Prevent Configuration Errors in Kubernetes
A simple and effective tool to prevent a disaster in Prod.
It was 3AM on a Monday. The team had experienced a sleepless weekend, trying to dig into a production failure. In just a few hours, the work week would begin, and we all knew that the world needed this application to work. It would be a disaster if this issue were not fixed before then.
But why did it fail? It worked last week. Why did it stop working today? A recent code change? But that was absolutely unrelated. We tested it - with all the rigor. We had setup the best test automation, topped with some manual tests as well. Even further, our microservices are scanned and reviewed by effective tools. Why then did it fail?
We started cursing our fate and the tools we used. Management started yelling at us. You said K8s is meant for resilience and it enables applications that can never fail. But we have seen more trouble than solution. Never use Open Source! And all that blah..
But after hours of struggle, fate smiled - just in time - and we discovered the problem with the YML configuration. Some progressive-minded developer had not specified the version of the embedded opensource DB used in there - he had used a "latest" - hoping to get the best features as they are released. A new version was available, and that broke some existing functionality.
Hush! Our job was saved. We managed to resolve the issue and then crashed into the bed - as the world started using our application that was functioning as before.
The RCA
Does this sound familiar? I am sure it does. We have all seen disasters caused by misconfiguration in Kubernetes. The problem is in the power of the tool. With great power comes great responsibility.
There is so much that we configure in there, and there are very few developers who really understand these configurations well enough. Most of them make these configurations using other existing configurations - a copy/paste, with modifying some parts that make sense to them. Or the adventurous ones pick the YML files straight from some online tutorials - which were good to prove a point, but not mature enough for the production.
When we use infrastructure as code we tend to forget that it is also a piece of code, that should go through all the validation like a normal application code. It is often tempting to use shortcuts that work today. They work and get deployed into production. And we assume that they will work forever. But unfortunately, that is not the case with Kubernetes configurations.

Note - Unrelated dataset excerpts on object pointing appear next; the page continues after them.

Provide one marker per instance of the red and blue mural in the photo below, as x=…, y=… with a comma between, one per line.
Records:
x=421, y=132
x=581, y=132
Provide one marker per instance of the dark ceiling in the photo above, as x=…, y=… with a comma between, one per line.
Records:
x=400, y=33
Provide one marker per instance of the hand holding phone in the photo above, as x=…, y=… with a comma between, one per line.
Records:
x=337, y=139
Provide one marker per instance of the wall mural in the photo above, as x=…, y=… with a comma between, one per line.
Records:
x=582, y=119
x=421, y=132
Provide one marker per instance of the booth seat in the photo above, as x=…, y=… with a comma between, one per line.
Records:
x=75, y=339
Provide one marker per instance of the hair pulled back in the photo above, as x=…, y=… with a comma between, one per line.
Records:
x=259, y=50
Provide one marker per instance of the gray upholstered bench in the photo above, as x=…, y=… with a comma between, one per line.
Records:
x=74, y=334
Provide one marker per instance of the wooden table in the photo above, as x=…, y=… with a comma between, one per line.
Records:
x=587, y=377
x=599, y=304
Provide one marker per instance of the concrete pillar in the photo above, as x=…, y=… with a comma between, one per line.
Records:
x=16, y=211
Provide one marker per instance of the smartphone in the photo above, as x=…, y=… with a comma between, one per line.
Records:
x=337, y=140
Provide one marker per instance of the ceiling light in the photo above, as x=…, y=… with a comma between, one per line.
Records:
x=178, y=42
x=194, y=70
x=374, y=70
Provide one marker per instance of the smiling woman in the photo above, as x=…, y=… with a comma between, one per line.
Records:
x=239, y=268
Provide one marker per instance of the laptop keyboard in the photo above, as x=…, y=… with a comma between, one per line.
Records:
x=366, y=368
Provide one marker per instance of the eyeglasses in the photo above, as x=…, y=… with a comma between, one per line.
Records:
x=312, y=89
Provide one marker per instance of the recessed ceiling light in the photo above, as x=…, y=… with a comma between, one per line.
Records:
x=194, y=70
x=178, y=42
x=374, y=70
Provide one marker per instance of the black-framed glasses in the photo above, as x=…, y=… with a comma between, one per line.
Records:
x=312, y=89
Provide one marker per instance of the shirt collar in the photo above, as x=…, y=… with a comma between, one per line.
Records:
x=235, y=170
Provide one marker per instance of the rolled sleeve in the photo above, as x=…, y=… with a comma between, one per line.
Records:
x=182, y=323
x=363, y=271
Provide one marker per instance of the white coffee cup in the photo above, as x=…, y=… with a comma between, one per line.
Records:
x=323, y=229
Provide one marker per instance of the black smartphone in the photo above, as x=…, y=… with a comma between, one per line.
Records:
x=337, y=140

The world is still new to the Kubernetes Patterns. Developers are still struggling their way though it - so are the admins. And too much of configuration goes into the system, making it easy for such errors to creep in. Worse still, most of these errors show their impact after a few days, or even months. The system works perfectly until it just collapses without any warning. This makes the task even more difficult
Common Problems
There is no end to our creativity, and our ability - to introduce newer and newer defects in the system. But there are some common issues that show up very often. Let us look at them one by one.
Default Namespace
This is a common mistake new developers make - when they pick the configurations from tutorials and blogs. Most of them are meant to explain the concept and syntax. To keep that simple, most of them skip the other complexities like namespace.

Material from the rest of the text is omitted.